Décryptage. Pourquoi les marches du vendredi ne suffisent plus pour arracher des compromis au régime algérien

0
25398

Certes, ce constat ne fait pas l’unanimité, mais il reflète, pourtant, bel et bien une vérité amère : les marches et les manifestations du vendredi ne suffisent plus pour arracher des compromis au régime algérien notamment à travers l’institution militaire qui le domine entièrement.  

Après 32 vendredis successifs, force est de constater que le hirak algérien patine, voire se « folklorise » et n’exerce plus aucune pression particulièrement utile sur l’institution militaire. Chaque vendredi, les arrestations se multiplient. Et les dimanches, différents tribunaux à travers le pays prononcent des placements sous mandat de dépôt de manifestants pacifiques, des jeunes algériens pour la plupart d’entre-eux. Des êtres innocents dont le seul tort est d’avoir participé à une marche populaire scandant des slogans favorables à la démocratie et le changement pacifique dans leur pays.

Les prisons algériennes se remplissent chaque semaine par ces manifestants interpellés manu militari et jugés dans des procès expéditifs dignes des régimes dictatoriales  les plus sombres dans le monde. Oui, les militaires algériens ne sont pas comme les militaires soudanais. Ils ne tirent pas sur la foule, ils ne tuent, ils ne massacrent.
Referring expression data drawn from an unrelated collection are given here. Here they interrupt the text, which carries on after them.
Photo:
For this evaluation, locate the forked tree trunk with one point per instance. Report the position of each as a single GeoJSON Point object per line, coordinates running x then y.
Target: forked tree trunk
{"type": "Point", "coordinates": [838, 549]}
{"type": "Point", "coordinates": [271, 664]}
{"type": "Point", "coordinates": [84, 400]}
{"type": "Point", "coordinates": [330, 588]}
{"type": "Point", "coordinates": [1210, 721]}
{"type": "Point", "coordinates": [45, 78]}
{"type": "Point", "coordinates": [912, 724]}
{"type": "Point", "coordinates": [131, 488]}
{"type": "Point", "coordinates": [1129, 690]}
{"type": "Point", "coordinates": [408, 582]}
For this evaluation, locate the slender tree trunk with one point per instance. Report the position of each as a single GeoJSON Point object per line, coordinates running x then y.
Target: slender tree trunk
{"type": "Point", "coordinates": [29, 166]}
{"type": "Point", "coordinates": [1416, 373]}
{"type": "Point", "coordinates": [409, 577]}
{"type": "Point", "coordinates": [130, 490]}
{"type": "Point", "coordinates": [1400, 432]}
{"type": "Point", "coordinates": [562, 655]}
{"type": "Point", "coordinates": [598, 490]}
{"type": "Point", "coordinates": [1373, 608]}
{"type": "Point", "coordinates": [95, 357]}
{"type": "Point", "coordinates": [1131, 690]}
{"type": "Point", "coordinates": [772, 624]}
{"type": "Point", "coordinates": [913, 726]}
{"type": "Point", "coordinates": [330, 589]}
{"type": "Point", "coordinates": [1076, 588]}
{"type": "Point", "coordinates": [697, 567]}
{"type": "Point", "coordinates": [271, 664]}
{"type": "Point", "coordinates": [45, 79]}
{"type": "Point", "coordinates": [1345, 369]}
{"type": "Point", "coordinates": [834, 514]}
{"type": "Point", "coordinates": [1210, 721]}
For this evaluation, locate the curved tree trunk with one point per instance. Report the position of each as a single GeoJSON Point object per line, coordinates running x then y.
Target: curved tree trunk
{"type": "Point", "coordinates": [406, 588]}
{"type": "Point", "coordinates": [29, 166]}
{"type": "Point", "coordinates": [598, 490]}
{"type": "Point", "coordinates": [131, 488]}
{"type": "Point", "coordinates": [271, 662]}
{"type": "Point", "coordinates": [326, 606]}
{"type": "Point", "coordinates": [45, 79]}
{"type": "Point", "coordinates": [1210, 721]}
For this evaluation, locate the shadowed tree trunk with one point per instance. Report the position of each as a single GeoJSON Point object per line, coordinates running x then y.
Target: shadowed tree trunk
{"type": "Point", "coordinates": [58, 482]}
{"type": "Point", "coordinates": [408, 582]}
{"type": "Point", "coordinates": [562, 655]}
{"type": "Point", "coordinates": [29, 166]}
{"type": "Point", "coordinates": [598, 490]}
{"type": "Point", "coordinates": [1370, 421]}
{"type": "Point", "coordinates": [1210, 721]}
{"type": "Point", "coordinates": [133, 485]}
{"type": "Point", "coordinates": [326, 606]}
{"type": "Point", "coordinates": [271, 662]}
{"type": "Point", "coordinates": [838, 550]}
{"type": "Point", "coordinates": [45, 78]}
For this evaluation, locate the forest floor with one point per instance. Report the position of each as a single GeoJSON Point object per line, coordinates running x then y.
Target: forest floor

Mais les militaires algériens ordonnent, tout de même, les arrestations massives de jeunes manifestants pacifiques. C’est une répression caractérisée qui s’aggrave d’un vendredi à un autre.

Les marches sont donc, certes, belles, immenses et significatives. Mais elles ne font plus peur au régime en place à Alger. Les vendredis du Hirak algérien ne font plus trembler les décideurs de l’institution militaire. Pis encore, le régime algérien semble avoir réussi à apprivoiser ces marches populaires en les encadrant soigneusement pour les instrumentaliser ensuite dans les discours incessants d’Ahmed Gaid Salah, le chef d’Etat-Major de l’ANP.

Le Hirak algérien doit être donc réinventé. Les vendredis ne sont plus une « arme fatale » qui peut insuffler le changement en Algérie. Une réflexion est urgente pour identifier de nouveaux outils de protestation pacifique qui peuvent contraindre le régime algérien à accepter des compromis démocratiques.

Des animations de rue, des campings au niveau des grandes places publiques des villes algériennes ou une grève générale mûrement réfléchie pour paralyser les activités névralgiques du régime algérien, seules ces actions peuvent imposer une nouvelle dynamique politique dans le pays et contraindre le régime notamment l’institution militaire à entamer des négociations sérieuses tout en mettant fin à cette répression généralisée à l’encontre des manifestants pacifiques. Malheureusement, le Hirak algérien, tel qu’il est constitué jusqu’à aujourd’hui, est dépourvu d’une élite représentative qui peut pousser la réflexion sur de nouveaux modes de contestation populaire. Cette situation risque d’engendrer une lassitude nationale puisque le régime algérien poursuit sa feuille de route le plus normalement du monde en voulant imposer à tout prix un nouveau Président de la République d’ici le 12 décembre prochain.